The NNH for patients who remained on treatment was 101 for one major bleeding event, the primary safety endpoint. The NNH for clinically relevant nonmajor bleeding was 135.
"On balance, it looks like there would be a benefit for patients from this primary prevention approach," said Khorana.
A Khorana score ≥2 did identify a group of patients with an increased risk of thrombosis. Considering patients who were disqualified at baseline because of an existing clot, on-study VTE, secondary VTE-related endpoints, and arterial clots, the total thrombosis rate reached 17% in the placebo group.
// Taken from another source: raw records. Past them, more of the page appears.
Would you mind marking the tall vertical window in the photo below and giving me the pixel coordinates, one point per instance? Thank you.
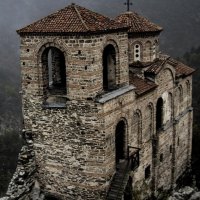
(54, 71)
(159, 114)
(154, 51)
(148, 51)
(109, 68)
(137, 52)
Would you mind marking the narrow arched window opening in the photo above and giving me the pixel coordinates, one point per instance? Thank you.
(54, 71)
(159, 114)
(148, 51)
(109, 68)
(137, 52)
(120, 141)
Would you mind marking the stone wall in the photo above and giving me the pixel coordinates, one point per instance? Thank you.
(149, 48)
(74, 132)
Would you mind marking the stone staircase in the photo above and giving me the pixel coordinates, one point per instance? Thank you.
(119, 181)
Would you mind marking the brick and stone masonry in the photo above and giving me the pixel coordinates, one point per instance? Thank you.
(93, 94)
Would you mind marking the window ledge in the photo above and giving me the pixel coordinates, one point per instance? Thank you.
(116, 93)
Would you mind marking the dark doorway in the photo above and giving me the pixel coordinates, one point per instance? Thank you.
(54, 70)
(109, 68)
(120, 141)
(159, 114)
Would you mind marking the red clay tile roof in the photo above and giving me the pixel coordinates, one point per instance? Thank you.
(181, 69)
(137, 23)
(142, 85)
(73, 19)
(155, 67)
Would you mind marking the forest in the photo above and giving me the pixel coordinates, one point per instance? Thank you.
(180, 39)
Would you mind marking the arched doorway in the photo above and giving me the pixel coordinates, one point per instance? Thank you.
(109, 68)
(120, 141)
(54, 71)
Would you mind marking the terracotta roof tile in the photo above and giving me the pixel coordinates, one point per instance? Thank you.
(142, 85)
(155, 67)
(180, 68)
(73, 19)
(137, 23)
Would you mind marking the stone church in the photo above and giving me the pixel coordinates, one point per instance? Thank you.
(106, 115)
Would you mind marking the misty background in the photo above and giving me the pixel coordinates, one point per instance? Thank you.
(180, 38)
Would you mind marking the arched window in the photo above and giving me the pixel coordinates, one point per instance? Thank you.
(149, 123)
(137, 52)
(170, 104)
(159, 114)
(109, 67)
(180, 99)
(138, 127)
(188, 96)
(154, 50)
(54, 71)
(148, 51)
(120, 141)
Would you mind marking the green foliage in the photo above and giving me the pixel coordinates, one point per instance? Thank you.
(10, 144)
(192, 58)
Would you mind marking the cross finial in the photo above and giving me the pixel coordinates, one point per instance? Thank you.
(128, 4)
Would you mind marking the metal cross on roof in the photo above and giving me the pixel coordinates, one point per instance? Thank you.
(128, 4)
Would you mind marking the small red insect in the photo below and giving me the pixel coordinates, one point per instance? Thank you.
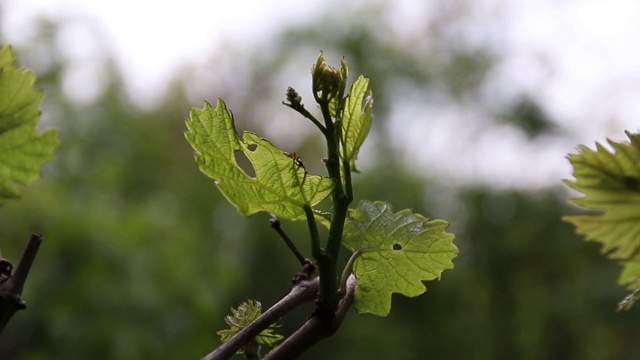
(296, 159)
"Because patients with VTE at baseline accounted for about a third of the total VTE events, baseline screening of cancer outpatients might be worth considering," Khorana concluded. A phase III trial evaluating a risk-adjusted strategy for VTE prevention is ongoing.
Disclosures
The study was supported by Janssen and Bayer.
Khorana disclosed relationships with Parexel, Sanofi, Pfizer, Janssen, TriSalus, Halozye, AngioDynamics, LEO Pharma, Medscape/WebMD, Pharmacyclics, PharmaCyte, and Bayer.
Primary Source
American Society of Hematology
Khorana A et al "Rivaroxaban thromboprophylaxis in high-risk ambulatory cancer patients receiving systemic therapy: Results of a randomized clinical trial (CASSINI)" ASH 2018; Abstract LBA-1.